Il est vraisemblable que c'est à Sergueï Trétiakov que l'on doit l'idée d'un film sur le mouvement révolutionnaire chinois. Eisenstein et lui avaient collaboré et s'étaient liés d'amitié au théâtre du Proletkult. En 1924-1925, Trétiakov enseignait la littérature russe classique et contemporaine à l'université de Pékin. Rentré en URSS, il écrit Hurle, Chine !, une pièce mise en scène par un ami d'Eisenstein - Vassili Fédorov - selon les recommandations du maître lui-même, V. Meyerhold (la première eut lieu le 23 janvier 1926, pratiquement en même temps que la première du Potemkine). Quelque temps après, Eisenstein et lui proposent à Goskino d'organiser une expédition en Chine. Sortant de deux films sur l'histoire de la révolution russe, il souhaitait confronter son expérience à des événements directement contemporains. « Lorsque nous eûmes terminé le Cuirassé Potemkine, deux questions brûlantes se posèrent à nous : les événements de Canton ou la campagne soviétique ? » (Rabotchaïa Moskva, 22 février 1929).

Eisenstein va résoudre ce dilemme avec le livret d'un film en trois parties, dont on doit l'essentiel de la trame à Trétiakov, intitulé Zhung-kuo (ce qui signifie Chine en chinois) : 1. « le péril jaune » (l'histoire d'un batelier et de sa fille vendue dans une maison publique, sur fond d'une Chine doublement victime de l'impérialisme et des rivalités entre généraux de guerre. Le batelier devient soldat, puis bandit ; la jeune fille passe de la « maison de thé » dans le lit de l'empereur Pou Yi) ; 2. « l'express bleu » (la Chine cesse de redouter les étrangers et commence à leur porter des coups ; l'attaque d'un train rempli d'Européens sur la ligne Shangai-Tientsin) ; 3. « la Chine hurle » (la Chine s'organise pour lutter contre l'impérialisme ; le soulèvement des ouvriers de Shangaï et de Canton contre les « tigres de papier » et l'intervention de l'escadre anglaise).

Le projet ne fut pas mené à bien pour au moins deux raisons : la complexité d'organisation d'une telle expédition (et son coût en devises!) ainsi que les bouleversements politiques intervenus entre-temps en Chine.

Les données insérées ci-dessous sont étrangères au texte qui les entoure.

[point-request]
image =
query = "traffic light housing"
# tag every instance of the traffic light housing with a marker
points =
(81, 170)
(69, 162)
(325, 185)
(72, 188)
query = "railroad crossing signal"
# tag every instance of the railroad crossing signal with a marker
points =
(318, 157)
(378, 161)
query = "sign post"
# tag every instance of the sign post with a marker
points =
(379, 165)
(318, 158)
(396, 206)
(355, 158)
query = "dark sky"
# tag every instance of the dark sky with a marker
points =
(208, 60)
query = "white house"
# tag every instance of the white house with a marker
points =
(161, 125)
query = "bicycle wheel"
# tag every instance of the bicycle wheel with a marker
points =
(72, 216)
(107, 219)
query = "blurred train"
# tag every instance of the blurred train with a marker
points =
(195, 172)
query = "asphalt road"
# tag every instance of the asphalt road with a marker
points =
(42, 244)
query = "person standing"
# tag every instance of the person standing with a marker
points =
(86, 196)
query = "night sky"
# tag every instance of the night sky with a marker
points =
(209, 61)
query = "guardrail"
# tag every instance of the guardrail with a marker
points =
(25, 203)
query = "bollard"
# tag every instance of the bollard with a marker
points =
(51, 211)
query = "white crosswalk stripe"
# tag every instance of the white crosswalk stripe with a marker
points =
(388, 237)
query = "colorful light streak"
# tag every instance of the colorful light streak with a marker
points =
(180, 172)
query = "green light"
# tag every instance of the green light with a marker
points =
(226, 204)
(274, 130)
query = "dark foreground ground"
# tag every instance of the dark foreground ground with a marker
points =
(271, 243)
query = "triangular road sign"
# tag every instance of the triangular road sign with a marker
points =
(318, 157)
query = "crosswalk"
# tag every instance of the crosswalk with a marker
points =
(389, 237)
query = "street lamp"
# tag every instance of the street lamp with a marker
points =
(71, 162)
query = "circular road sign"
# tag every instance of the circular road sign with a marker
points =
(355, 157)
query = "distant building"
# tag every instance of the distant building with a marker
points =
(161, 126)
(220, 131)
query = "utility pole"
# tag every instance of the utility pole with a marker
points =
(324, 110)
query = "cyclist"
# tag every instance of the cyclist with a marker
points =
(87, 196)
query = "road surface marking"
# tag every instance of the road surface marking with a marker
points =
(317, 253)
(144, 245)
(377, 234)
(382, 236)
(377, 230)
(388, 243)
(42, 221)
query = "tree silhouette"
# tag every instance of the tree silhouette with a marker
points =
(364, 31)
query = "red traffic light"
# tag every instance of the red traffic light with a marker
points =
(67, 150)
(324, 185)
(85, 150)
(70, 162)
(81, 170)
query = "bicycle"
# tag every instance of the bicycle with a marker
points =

On peut également penser que le côté « aventures exotiques » du projet ne correspond pas à ce qu'Eisenstein pensait à la même époque : « Longtemps avant la sortie de la Grève, nous opposant à l'individualisme de l'Occident nous écrivions [...]: a) à bas les personnages individuels (les héros coupés des masses), b) à bas la chaîne individuelle des événements (l'intrigue-la fable). » (« Béla oublie les ciseaux », Kino Gazeta, 10 août 1926).

Il n'en reste pas moins que ce projet est à l'origine de deux autres films soviétiques : en 1928, le Document de Shangai (de Yakov Bliokh, qui était par ailleurs le directeur du studio de Goskino où Eisenstein avait réalisé le Potemkine), et, en 1929 l'Express bleu d'Ilya Trauberg (qui avait été son assistant sur Octobre).

Au bout du compte, Eisenstein, sur la sollicitation de G. Alexandrov, va se tourner vers la seconde éventualité initialement envisagée : cela donnera la Ligne générale.

Bibliographie :

TRETIAKOV, Sergueï, « La Chine au cinéma », Sovietskoïe Kino, 1927, n° 5-6.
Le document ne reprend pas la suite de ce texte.